J'en viens à la licence obligatoire. Comme l'ont souligné mes collègues, qualifier celle-ci de bombe nucléaire évite d'avoir à se poser la question de son applicabilité. Malgré nos très nombreux contacts avec les différentes institutions et le cabinet de la ministre de la santé, force est de constater que le ministère n'a pas ouvert le dossier. Les seules réponses que nous ayons eues concernant les faiblesses juridiques du recours à la licence obligatoire ont été extrêmement vagues. Nous souhaitions avoir une discussion technique et juridique en mobilisant des experts avec lesquels nous travaillons sur la propriété intellectuelle : ce groupe de travail se fait toujours attendre. On n'a pas saisi l'occasion de la loi de santé pour faire évoluer le fonctionnement du CEPS, notamment pour en renforcer la transparence. On va donc effectivement avoir plus largement accès au Sovaldi et aux traitements de l'hépatite C. Reste encore à s'assurer que les gens y aient réellement accès, car donner la possibilité de prescrire ne veut pas dire que toutes les personnes atteintes auront fait l'objet d'un dépistage et y auront accès. En tout cas, on n'a pas avancé sur le prix du médicament, dont une association comme la mienne – qui fait de l'action de terrain pour inciter les gens à faire du dépistage, leur permettre de mieux se protéger et aider les personnes malades à faire valoir leurs droits – aurait aimé ne pas avoir à s'occuper. Nous avions bêtement imaginé que le prix ne poserait pas de problème…

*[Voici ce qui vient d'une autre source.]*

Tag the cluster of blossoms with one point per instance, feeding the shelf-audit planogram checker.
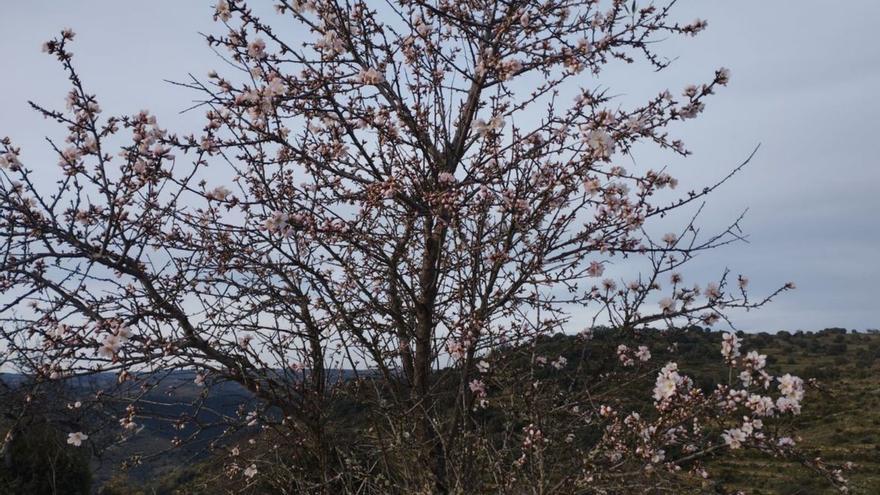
(408, 211)
(118, 334)
(669, 383)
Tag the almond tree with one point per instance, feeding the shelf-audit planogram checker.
(414, 191)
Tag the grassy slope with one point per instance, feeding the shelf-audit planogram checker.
(840, 421)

Il a été dit que nous travaillions dans l'urgence. Or, nous avons au contraire anticipé les choses en ouvrant le débat sur ce dossier et en alertant les pouvoirs publics bien avant la fixation du prix du Sovaldi, au moment de la délivrance des autorisations temporaires d'utilisation, il y a plus de deux ans. Nous l'avons fait calmement et progressivement, en rencontrant l'ensemble des partenaires. Et contrairement à d'autres sujets, il a été difficile d'avancer avec l'État sur ce point.

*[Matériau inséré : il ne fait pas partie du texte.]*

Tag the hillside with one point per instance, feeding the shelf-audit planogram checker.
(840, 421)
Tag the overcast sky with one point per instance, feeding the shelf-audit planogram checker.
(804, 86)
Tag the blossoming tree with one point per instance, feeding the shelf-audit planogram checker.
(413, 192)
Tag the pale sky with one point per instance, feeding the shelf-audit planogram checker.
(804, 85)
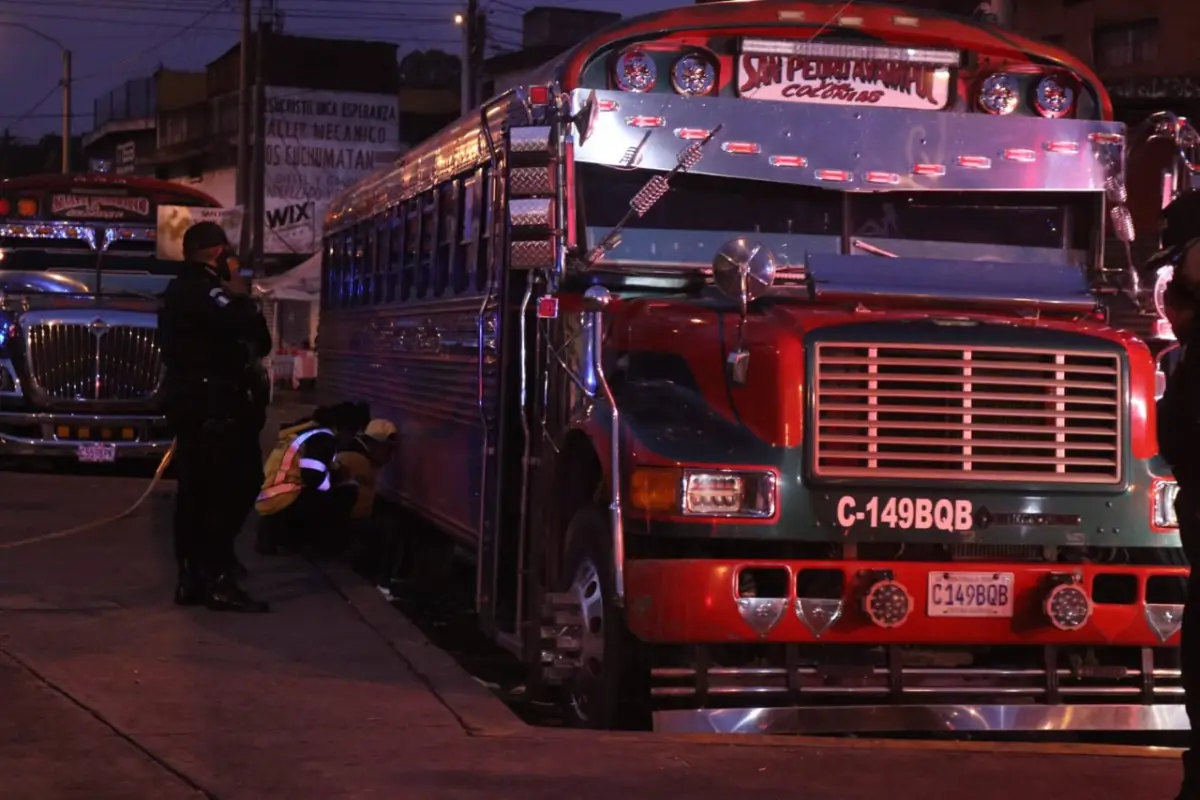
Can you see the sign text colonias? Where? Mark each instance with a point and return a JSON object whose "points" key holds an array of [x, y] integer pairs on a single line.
{"points": [[849, 80]]}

Enfin, il est évident qu'il faut travailler avec l'Union européenne, s'agissant notamment des moyens de financer le développement de médicaments alternatifs par rapport à ceux qui existent actuellement sur le marché. On pourrait utiliser les crédits européens aujourd'hui consacrés à l'innovation thérapeutique pour distribuer des prix à l'innovation. On pourrait sans doute travailler sur la question des brevets et de la brevetabilité. Encore une fois, si le recours de Médecins du monde est recevable, cela veut dire que, bien que le Sovaldi soit intéressant sur le plan thérapeutique, ce n'est pas une invention. Mais ne nous concentrons pas uniquement sur l'Europe : le débat semble suffisamment mûr pour que de nombreuses mesures puissent être prises ici et maintenant, assez rapidement. Nous ne voudrions pas arriver à la fin de la législature sans avoir avancé sur ce dossier, sans quoi il faudrait tout recommencer au cours de la suivante.